大学院まで行って学費はたくさんかかって奨学金の返済に頭を悩ませながら…
手取り20万円、ボーナスは「ないよりマシ」程度
病院に勤める臨床心理士の月収は、手取りで20万円前後が相場だ。ボーナスが出ても年に数十万円程度。住宅手当や家族手当がない職場も珍しくない。
一見「専門職」に見えるこの仕事だが、医療現場での立ち位置は微妙だ。医師や看護師と比べて給与水準は大幅に低く、その理由は診療報酬制度にある。
カウンセリングに対して診療報酬はなく、自費がほとんど。そうなると自費料金がカウンセリング8000円という相場。
他の診療報酬との兼ね合いや、必要な見立てのための心理検査でなるべく収益を補填する。しかし、それはわずかな保険算定。

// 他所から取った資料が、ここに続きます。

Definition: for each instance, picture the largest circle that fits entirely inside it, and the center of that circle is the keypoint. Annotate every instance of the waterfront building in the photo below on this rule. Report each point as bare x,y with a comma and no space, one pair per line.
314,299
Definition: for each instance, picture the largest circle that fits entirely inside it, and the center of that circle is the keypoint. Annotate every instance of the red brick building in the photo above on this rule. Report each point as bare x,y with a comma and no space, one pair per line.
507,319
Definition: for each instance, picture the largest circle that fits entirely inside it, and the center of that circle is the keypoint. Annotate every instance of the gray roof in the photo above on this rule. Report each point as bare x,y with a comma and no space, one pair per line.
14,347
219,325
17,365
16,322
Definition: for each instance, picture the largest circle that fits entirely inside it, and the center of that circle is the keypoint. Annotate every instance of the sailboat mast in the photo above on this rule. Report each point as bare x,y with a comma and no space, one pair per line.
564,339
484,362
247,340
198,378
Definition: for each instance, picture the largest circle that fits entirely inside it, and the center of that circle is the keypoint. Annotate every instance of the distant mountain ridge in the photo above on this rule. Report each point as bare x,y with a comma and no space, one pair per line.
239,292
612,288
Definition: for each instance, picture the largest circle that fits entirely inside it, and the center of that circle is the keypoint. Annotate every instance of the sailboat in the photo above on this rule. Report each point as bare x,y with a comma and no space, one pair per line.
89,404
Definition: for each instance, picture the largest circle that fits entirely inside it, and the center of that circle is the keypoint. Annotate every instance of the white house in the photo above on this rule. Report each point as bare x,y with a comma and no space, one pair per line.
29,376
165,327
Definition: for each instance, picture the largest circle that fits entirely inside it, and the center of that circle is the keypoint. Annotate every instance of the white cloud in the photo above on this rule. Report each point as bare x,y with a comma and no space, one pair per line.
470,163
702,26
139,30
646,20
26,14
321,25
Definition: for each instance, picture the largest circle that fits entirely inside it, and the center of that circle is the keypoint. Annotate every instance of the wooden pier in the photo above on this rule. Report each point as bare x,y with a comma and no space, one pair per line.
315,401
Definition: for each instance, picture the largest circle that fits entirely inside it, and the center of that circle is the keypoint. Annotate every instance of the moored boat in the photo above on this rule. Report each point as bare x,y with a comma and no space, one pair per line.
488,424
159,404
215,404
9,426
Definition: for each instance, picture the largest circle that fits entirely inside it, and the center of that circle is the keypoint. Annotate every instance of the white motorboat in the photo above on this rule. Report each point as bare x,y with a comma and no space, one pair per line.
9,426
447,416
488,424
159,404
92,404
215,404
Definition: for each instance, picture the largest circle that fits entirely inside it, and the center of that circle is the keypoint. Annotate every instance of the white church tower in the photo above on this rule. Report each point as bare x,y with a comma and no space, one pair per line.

実際に患者さんの悩みの解決や、クリニック側の診断の目安や決め手。対応方針の役には大いに立つが、保険診療として認められていないことが多い。心理検査2時間やって所見書くのに3時間かかっても、1番高い点数で4500円。
心理面接の多くは医療収入に直結しないため、病院にとって「利益を生まない部門」と見なされがちなのだ。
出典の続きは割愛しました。